Dilihatnya Angga yang baru selesai memarkir mobil, berlari kecil ke arahnya.
"Masuk yuk! Mama dan Papaku sudah nunggu," ajak Angga.
Salsabila mengikuti langkah Angga ke dalam rumahnya yang besar. Banyak guci dan pajangan antik di dalamnya. Ada pigura besar yang berisi foto keluarga mereka.
"Sal, kata Mama di ruang tengah aja biar suasananya santai!"
Salsabila mengangguk sambil tersenyum, walaupun kenyataannya ia masih super tegang menghadapi keluarganya Angga. Jelas dari status sosial pun mereka berbeda.
"Ma, Pa ... Ini Salsabila, yang Angga ceritain kemarin. Sal, ini keluargaku. Mama dan Papa. Kak Sofyan, kamu udah kenal kan. Sama Putri, adikku, dia baru mau internship di Cilegon."
Kak Sofyan lagi duduk di sofa depan televisi sambil ngemil bersama Putri. Dia hanya senyum-senyum sambil melambaikan tangan.

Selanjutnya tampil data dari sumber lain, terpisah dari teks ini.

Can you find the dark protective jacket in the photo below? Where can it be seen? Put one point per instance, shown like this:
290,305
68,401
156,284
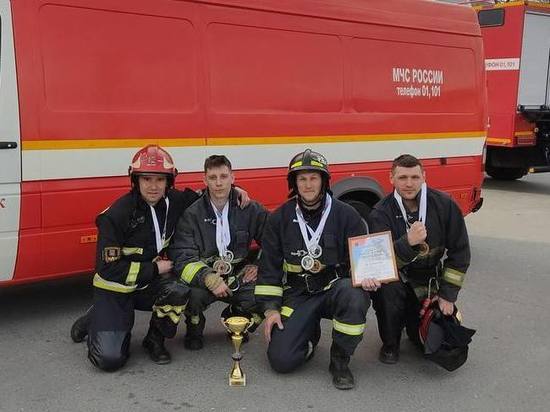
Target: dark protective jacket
284,247
447,233
126,245
194,248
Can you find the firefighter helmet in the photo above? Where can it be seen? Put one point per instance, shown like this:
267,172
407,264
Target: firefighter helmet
445,340
153,159
310,161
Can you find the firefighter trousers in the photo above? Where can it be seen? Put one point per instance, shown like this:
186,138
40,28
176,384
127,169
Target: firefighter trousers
112,319
241,301
396,306
343,304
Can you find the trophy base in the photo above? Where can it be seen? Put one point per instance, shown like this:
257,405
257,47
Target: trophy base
237,381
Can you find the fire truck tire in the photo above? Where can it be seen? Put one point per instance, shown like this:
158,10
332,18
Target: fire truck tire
506,173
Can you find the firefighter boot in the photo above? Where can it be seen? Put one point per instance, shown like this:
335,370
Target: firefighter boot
341,375
389,354
154,345
195,326
79,330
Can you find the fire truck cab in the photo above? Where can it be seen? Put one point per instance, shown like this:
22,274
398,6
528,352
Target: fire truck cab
516,39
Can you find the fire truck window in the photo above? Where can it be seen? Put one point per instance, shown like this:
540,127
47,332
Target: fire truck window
264,70
148,62
491,18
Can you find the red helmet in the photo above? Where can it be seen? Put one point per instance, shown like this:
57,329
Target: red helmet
152,159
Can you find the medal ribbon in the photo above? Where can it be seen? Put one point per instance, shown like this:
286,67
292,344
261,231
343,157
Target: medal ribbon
422,209
160,237
305,228
223,236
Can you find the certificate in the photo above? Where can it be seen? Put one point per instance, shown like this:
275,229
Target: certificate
372,256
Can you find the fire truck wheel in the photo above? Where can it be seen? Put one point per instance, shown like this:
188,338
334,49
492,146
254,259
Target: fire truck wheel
506,173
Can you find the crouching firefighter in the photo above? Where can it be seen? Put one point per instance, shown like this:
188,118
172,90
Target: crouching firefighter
212,250
304,273
131,269
431,247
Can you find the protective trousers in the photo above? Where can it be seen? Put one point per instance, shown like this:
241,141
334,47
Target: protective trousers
396,306
242,303
301,314
112,319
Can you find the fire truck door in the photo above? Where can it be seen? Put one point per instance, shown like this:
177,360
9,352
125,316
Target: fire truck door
10,148
534,87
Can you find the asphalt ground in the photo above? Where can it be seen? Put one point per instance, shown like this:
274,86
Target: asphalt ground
505,298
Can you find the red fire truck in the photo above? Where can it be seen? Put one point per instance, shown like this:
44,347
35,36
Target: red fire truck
516,37
85,83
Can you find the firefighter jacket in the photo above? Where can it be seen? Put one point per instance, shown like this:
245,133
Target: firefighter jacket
126,245
194,248
284,248
446,234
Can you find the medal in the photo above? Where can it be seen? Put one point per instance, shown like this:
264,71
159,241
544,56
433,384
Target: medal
312,237
316,268
228,256
307,262
315,251
222,267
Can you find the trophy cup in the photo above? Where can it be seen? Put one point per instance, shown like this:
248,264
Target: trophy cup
237,326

"Assalamu'alakum ...," ujar Salsa sambil tersenyum kikuk.
"Ayo, ke sini, Nak! Santai aja ...," panggil ayah Angga. Mengajak mereka duduk di sofa.

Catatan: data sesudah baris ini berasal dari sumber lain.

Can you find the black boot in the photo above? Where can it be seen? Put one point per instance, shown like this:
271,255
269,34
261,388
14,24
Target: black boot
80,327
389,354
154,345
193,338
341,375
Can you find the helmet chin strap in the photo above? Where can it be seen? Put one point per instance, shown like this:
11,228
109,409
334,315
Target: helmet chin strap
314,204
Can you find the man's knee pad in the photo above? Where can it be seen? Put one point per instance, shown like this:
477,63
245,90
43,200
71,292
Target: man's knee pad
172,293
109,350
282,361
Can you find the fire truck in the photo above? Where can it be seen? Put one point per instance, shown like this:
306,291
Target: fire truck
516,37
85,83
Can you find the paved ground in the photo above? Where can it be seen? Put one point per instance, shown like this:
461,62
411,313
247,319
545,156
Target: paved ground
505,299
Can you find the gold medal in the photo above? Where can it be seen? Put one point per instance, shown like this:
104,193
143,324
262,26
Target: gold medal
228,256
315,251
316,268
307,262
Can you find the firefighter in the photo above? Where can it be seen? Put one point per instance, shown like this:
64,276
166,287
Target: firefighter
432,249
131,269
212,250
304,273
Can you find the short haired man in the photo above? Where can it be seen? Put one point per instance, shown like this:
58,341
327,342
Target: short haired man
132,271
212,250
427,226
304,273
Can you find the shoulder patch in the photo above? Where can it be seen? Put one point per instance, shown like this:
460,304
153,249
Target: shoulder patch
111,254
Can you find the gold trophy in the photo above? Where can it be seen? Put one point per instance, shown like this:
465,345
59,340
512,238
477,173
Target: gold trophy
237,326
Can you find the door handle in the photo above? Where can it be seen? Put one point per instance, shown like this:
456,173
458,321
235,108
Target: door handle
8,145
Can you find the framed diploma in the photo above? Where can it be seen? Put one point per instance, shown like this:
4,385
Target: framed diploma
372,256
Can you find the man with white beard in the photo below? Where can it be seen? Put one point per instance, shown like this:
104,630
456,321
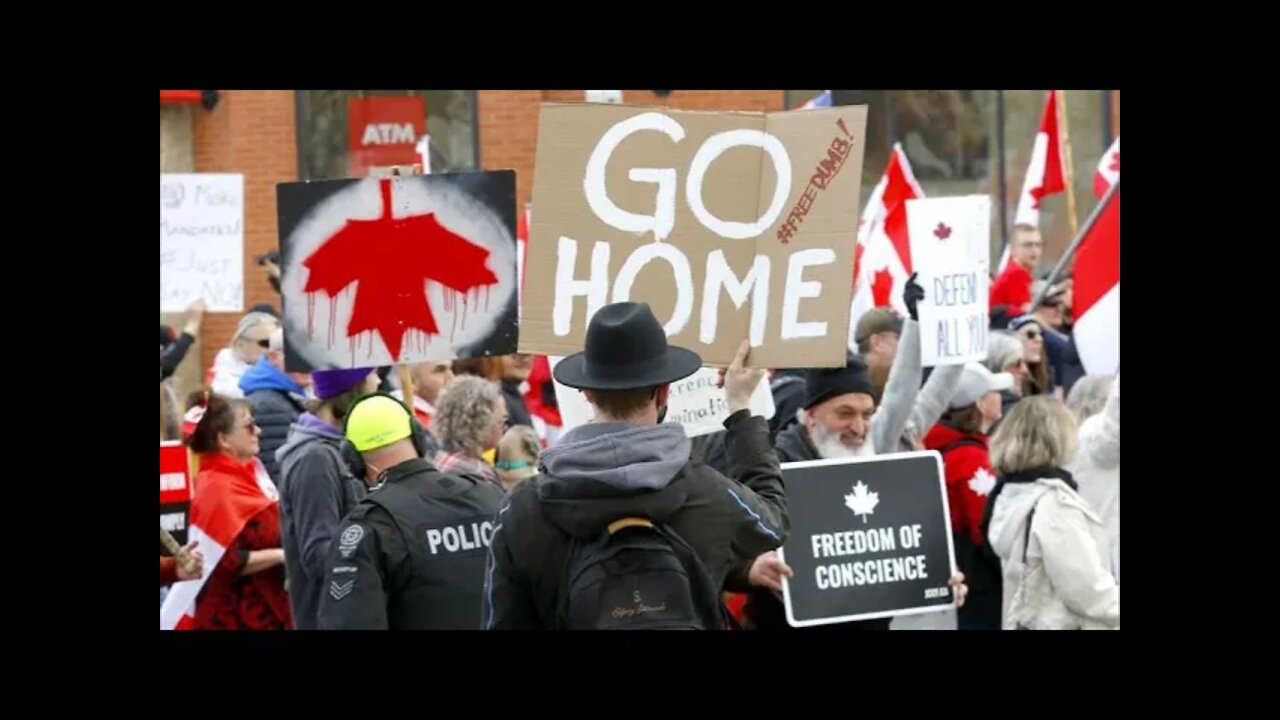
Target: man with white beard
836,418
835,422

"Pacar kamu yang dulu kemana, Angga? Siapa namanya, Kayla?" tanya Mama Tiwi, ke Angga.
Angga langsung mendengus kesal dan menatap mamanya. Ayahnya menepuk halus lengan istrinya.
"Ini ada Salsabila, kok malah tanya yang lain. Kamu ini sikapnya aneh!" tegur suaminya. Mama Tiwi langsung merengut.
Salsabila jadi agak sedih dengan awal perjumpaannya dengan Mama Tiwi. Ia merasa mamanya kak Angga tidak menyukainya.
"Jadi Salsabila dulu satu kampus dengan Angga ya?"
"Iya, Om ...."
"Dia satu tingkat di bawah Angga, Pa. Lulusan terbaik juga, sering dapet beasiswa," ujar Angga. Salsabila malu diperkenalkan seperti itu, jadi dia menunduk saja.
"Wah, hebat dong. Om senang kalau punya menantu pintar, nanti cucu-cucu Om bisa ikut pintar."
"Ah, gak gitu juga, Pa. Aku cuma tamatan D3. Tapi anakku dokter semua kan," timpal Mama Tiwi.
Suaminya melirik, gusar.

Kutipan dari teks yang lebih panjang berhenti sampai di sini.